- Australia’s central bank is actively monitoring Anthropic’s Mythos AI model after Anthropic itself assessed the system as powerful enough to enable sophisticated cyberattacks, Bloomberg reported April 22, 2026.
- Anthropic’s own characterization of Mythos AI aligns with the company’s published responsible scaling policy, which mandates enhanced safeguards for models that provide meaningful “uplift” to threat actors.
- The RBA’s engagement marks a notable instance of a financial regulator formally scrutinizing a specific AI model’s offensive cybersecurity capabilities.

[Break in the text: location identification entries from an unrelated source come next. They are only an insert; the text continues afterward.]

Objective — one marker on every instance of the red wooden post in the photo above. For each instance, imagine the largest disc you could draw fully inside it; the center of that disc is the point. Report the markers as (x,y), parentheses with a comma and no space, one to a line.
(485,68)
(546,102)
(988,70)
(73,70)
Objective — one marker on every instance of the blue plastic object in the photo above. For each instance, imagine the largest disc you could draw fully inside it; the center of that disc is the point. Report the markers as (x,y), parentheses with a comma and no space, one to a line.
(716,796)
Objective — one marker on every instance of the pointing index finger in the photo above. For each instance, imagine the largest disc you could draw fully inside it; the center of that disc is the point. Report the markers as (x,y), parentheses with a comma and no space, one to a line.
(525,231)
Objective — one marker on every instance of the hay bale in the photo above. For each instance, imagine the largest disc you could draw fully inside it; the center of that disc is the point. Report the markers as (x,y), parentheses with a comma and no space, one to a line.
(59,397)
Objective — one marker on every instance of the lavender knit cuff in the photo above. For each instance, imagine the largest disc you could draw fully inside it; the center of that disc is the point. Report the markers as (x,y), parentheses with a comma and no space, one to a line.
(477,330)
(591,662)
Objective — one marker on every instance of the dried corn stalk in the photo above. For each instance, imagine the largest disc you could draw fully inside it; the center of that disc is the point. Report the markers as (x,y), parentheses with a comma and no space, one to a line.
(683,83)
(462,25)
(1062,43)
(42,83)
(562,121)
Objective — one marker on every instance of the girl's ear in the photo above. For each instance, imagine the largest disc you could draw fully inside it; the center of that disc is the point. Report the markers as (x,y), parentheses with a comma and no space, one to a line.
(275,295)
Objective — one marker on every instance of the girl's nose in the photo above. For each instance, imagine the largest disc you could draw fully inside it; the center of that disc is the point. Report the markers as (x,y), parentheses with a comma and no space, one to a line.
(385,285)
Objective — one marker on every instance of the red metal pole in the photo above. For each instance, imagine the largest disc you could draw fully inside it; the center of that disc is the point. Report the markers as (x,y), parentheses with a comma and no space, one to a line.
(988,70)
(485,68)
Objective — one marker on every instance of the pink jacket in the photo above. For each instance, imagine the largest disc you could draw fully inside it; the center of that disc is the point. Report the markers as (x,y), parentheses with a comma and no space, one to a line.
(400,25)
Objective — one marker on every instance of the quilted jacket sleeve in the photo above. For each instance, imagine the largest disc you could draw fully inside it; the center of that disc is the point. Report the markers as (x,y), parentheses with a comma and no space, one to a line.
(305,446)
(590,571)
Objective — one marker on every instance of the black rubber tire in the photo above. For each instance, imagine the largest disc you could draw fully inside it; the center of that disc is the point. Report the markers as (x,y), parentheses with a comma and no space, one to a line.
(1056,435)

- No regulatory action has been announced; the RBA’s current posture is described as active monitoring.
What Happened
The Reserve Bank of Australia is monitoring Anthropic PBC’s Mythos AI model over concerns that the system is capable of facilitating sophisticated cyberattacks, Bloomberg reported on April 22, 2026. The disclosure originated with Anthropic itself: according to Bloomberg, the company stated that Mythos AI is “powerful enough to enable sophisticated cyberattacks” — an assessment that prompted the central bank’s attention.
Why It Matters
Anthropic’s publicly documented responsible scaling policy (RSP) establishes capability thresholds that require additional safety measures when a model is assessed as providing meaningful uplift to cyberattackers, bioweapon developers, or other threat actors. Mythos AI’s classification by Anthropic as cyberattack-capable suggests the model met or approached one of those thresholds. Central banks have historically focused AI oversight on financial fraud and systemic stability risk; the RBA’s attention to offensive AI capability represents a broadening of that regulatory scope.
Technical Details
Anthropic’s RSP distinguishes between models that can discuss offensive cybersecurity techniques at an informational level and those assessed as providing operational uplift — meaning the ability to materially accelerate an attacker’s capabilities beyond what freely available resources permit. The company’s framework places models in the latter category under heightened deployment restrictions, including restricted API access and enhanced monitoring. Bloomberg’s reporting indicates Anthropic placed Mythos AI in the higher-risk classification, though the specific red-team evaluation methodology, benchmark scores, or whether Mythos AI has been released publicly were not detailed in the available source material.
Who’s Affected
Australian financial institutions and critical infrastructure operators face the most immediate regulatory exposure, as RBA monitoring could translate into guidance restricting deployment of Anthropic’s systems in sensitive environments. Enterprise customers using Anthropic’s API — particularly those in sectors subject to Australian Prudential Regulation Authority oversight — would be subject to any access limitations or compliance requirements that follow from the RBA’s review.
What’s Next
The RBA has not disclosed specific metrics that would trigger formal regulatory action, and no timeline has been announced as of April 22, 2026. Whether the central bank will coordinate with the Australian Signals Directorate — the national cybersecurity authority — or engage Anthropic in formal dialogue has not been reported. Anthropic had not issued a public statement in response to the RBA’s monitoring activities as of the time of Bloomberg’s report.